(This video was from my LIVE Question and Answer Session from the last Tools for Your Practice Now Course….)
QUESTION FROM live session for Compassionate Mediation Tools for Your Practice Now.
And the first question is, how does Compassionate Mediation differ from traditional Divorce Mediation?
Linda had asked whether Compassionate Mediation® create a dual program, and she said in some states they frowned upon doing mediation and therapy.
I want to speak directly to this.
Up until now, there has been nothing like Compassionate Mediation!
If an individual or a couple wanted to get divorced, they would hire an attorney, they would hire collaborative attorneys, they would go to divorce mediation, and they would get divorced.
If they wanted to go to marriage counseling, they’d find a therapist, or a counselor, or a clergy, and get some counseling.
And I found that after doing 30 years of working with individuals and couples, it’s often not that clear cut.
Because people have “parts” that are ambivalent about what they want to do.
Even when they’re in marriage counseling, one or both members of the couple may have thought about leaving. But unless you address it, it just kind of is an exiled feeling that never gets noticed. And with that, the person that’s harbored that thought can’t fully be present, because they’re still considering “what would it be like if I ended this relationship?”
And when people get divorced, there are still times when they’re wondering if it’s the right thing to do. It’s not always a linear process. There’s a lot of regret, or remorse, of what ifs. But by then, it’s usually too late because the lawyers are involved, the process is started, everyone’s been told, and it carries out the trajectory in the direction of marital dissolution.
So when you have marriage counseling and you have divorce mediation, they are two different skill sets. Compassionate Mediation merges them together.
And what that means is, it’s a process for resolving conflict and it uses the therapeutic skills of IFS, Internal Family Systems, the spiritual growth lessons I learned at the Chopra Center. It also includes information about what a separation or divorce would look like.
Because then in the context of Compassionate Mediation, the couple can talk about it all.
They don’t have to pretend they have this part that hasn’t thought of leaving, and they don’t have to pretend in divorce that they don’t have a part that wishes they could stay together.

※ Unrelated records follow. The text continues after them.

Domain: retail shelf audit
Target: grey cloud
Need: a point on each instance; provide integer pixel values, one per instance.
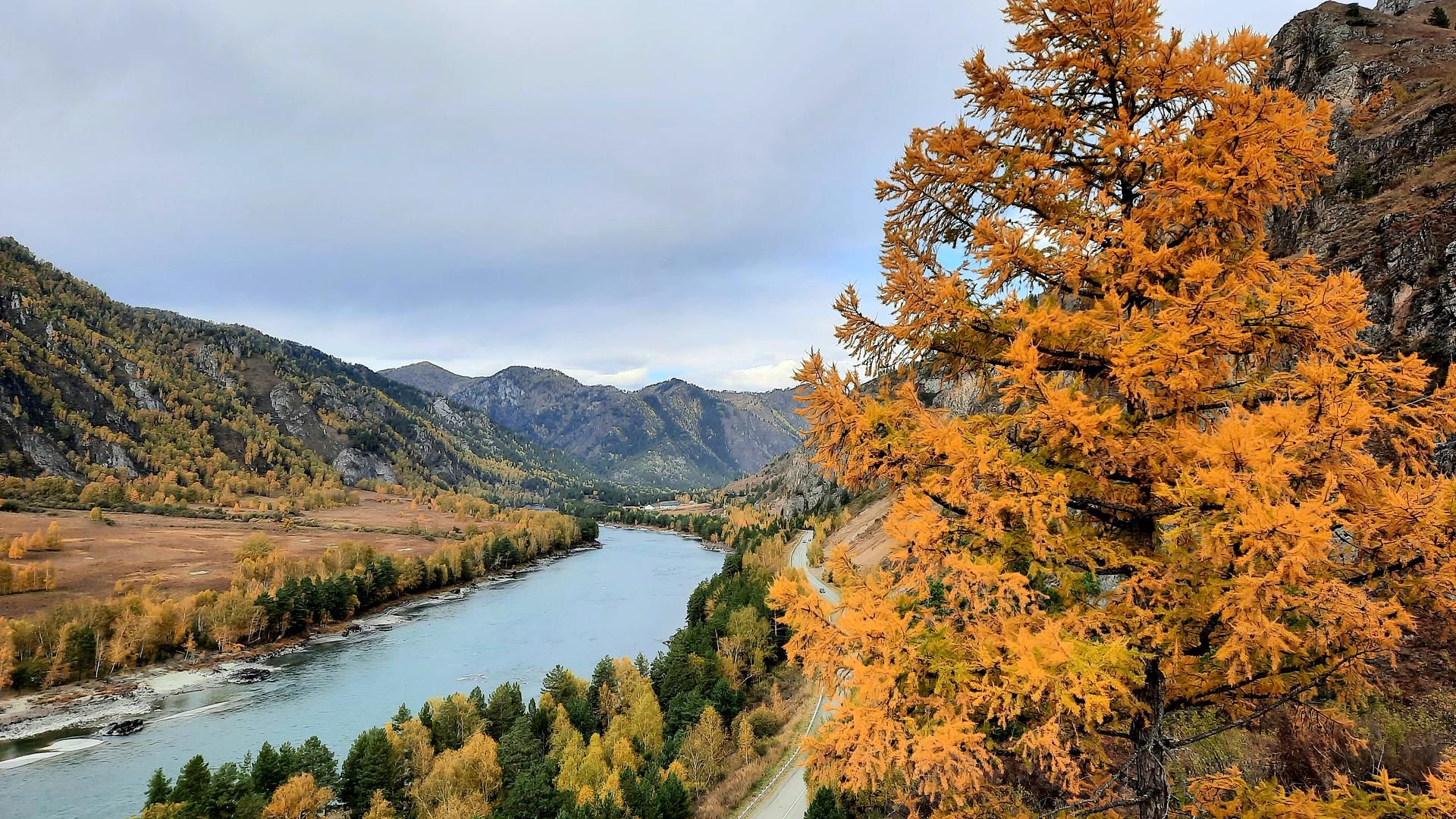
(599, 187)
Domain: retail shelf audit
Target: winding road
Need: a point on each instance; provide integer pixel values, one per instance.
(786, 796)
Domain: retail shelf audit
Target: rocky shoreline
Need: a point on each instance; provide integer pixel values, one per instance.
(137, 692)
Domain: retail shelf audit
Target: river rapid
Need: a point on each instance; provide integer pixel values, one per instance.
(625, 598)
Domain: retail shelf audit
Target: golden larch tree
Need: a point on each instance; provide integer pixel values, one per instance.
(1184, 483)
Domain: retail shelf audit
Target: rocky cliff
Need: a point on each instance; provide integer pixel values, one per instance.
(98, 390)
(1389, 209)
(1386, 212)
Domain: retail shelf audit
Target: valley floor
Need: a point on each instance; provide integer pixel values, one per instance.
(182, 556)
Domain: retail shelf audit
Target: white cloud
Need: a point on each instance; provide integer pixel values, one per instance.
(626, 379)
(764, 376)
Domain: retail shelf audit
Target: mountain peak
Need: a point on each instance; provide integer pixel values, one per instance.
(427, 376)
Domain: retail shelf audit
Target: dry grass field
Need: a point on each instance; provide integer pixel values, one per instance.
(181, 556)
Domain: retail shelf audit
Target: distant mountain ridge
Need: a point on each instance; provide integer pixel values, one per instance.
(670, 433)
(181, 409)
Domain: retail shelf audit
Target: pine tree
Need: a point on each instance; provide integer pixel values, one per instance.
(520, 749)
(268, 770)
(672, 799)
(824, 806)
(1183, 483)
(503, 708)
(370, 765)
(159, 789)
(532, 795)
(194, 781)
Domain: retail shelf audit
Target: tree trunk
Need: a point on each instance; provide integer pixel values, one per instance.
(1150, 763)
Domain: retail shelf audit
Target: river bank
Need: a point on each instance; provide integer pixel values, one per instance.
(710, 545)
(622, 599)
(134, 692)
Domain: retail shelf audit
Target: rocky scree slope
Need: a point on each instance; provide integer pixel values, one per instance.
(92, 388)
(1389, 209)
(669, 435)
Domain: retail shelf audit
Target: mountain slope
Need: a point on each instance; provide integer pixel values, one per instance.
(1386, 212)
(181, 409)
(670, 433)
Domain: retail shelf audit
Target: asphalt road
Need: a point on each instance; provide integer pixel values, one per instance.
(788, 798)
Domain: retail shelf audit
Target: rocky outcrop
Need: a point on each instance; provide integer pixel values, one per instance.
(1388, 210)
(95, 388)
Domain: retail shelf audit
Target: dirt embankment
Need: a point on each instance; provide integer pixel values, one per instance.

Compassionate Mediation empowers you to empower your clients to talk about everything. And they truly can even though they’ve thought of divorce.
Your clients will learn how to connect to their best self, let go of the limiting beliefs and judgments they took on with each other, unburden the pain from the past, and relate from their heart.
And then when you teach them the Miracle of Empathy — where they use” I messages” and talk about their exiled feelings, not their judgment.
When they do that, they can create a whole new relationship, and they often do — and you’ve facilitated it.
And I’ve often said, if we could just spare our children from the shrapnel of our animosity, there’d be a lot more happy families.
Compassionate Mediation teaches Compassionate Communication and fosters compassionate relationships with empathy.
I give you the information that you can give your clients as to what all their different options are. I also give you the information to help you explain to them how to understand their rights and finances.
And then you help them talk about everything and create whatever relationship is going to be in the highest good moving forward.
So Compassionate Mediation® is a hybrid.
I use the term Compassionate Mediation, but perhaps I should have used conscious compassionate conflict resolution.
Certification in Compassionate Mediation®
The certification that I’m offering is actually in Compassionate Mediation Coaching. So you don’t have to worry about the HIPAA laws or whether you’re an attorney, or a coach, or a clergy, or mediator.
Compassionate Mediation is a skillset.
It’s a box of tools that you can use as needed, but it’s also a whole process that I’ve outlined on the FREE Roadmap at www.LindaKroll.com/Roadmap.
The whole process of what we talk about in each session is outlined for you. I give you that tool plus my other tools in the Compassionate Mediation Tools for Your Practice.
And then I’d like to give you my whole process. I’d like to teach you everything that I do so that you can use it in your practice and take it wherever you want in the world.
So I hope that answers your question.
Compassionate Mediation is a new paradigm of conflict resolution.
When Dick Schwartz first founded Internal Family Systems over 30 years ago, I remembered seeing him in a room with a few people, not knowing that 30 years later it was going to be a worldwide phenomenon, started by Dick, many, many years ago.
And I’ve always been at awe of how much work he put in, his dedication, his passion, and how he made all of this come to fruition, along with the other people at the IFS Institute who helped him along the way.
I want to give this to you so that you can share it with your clients.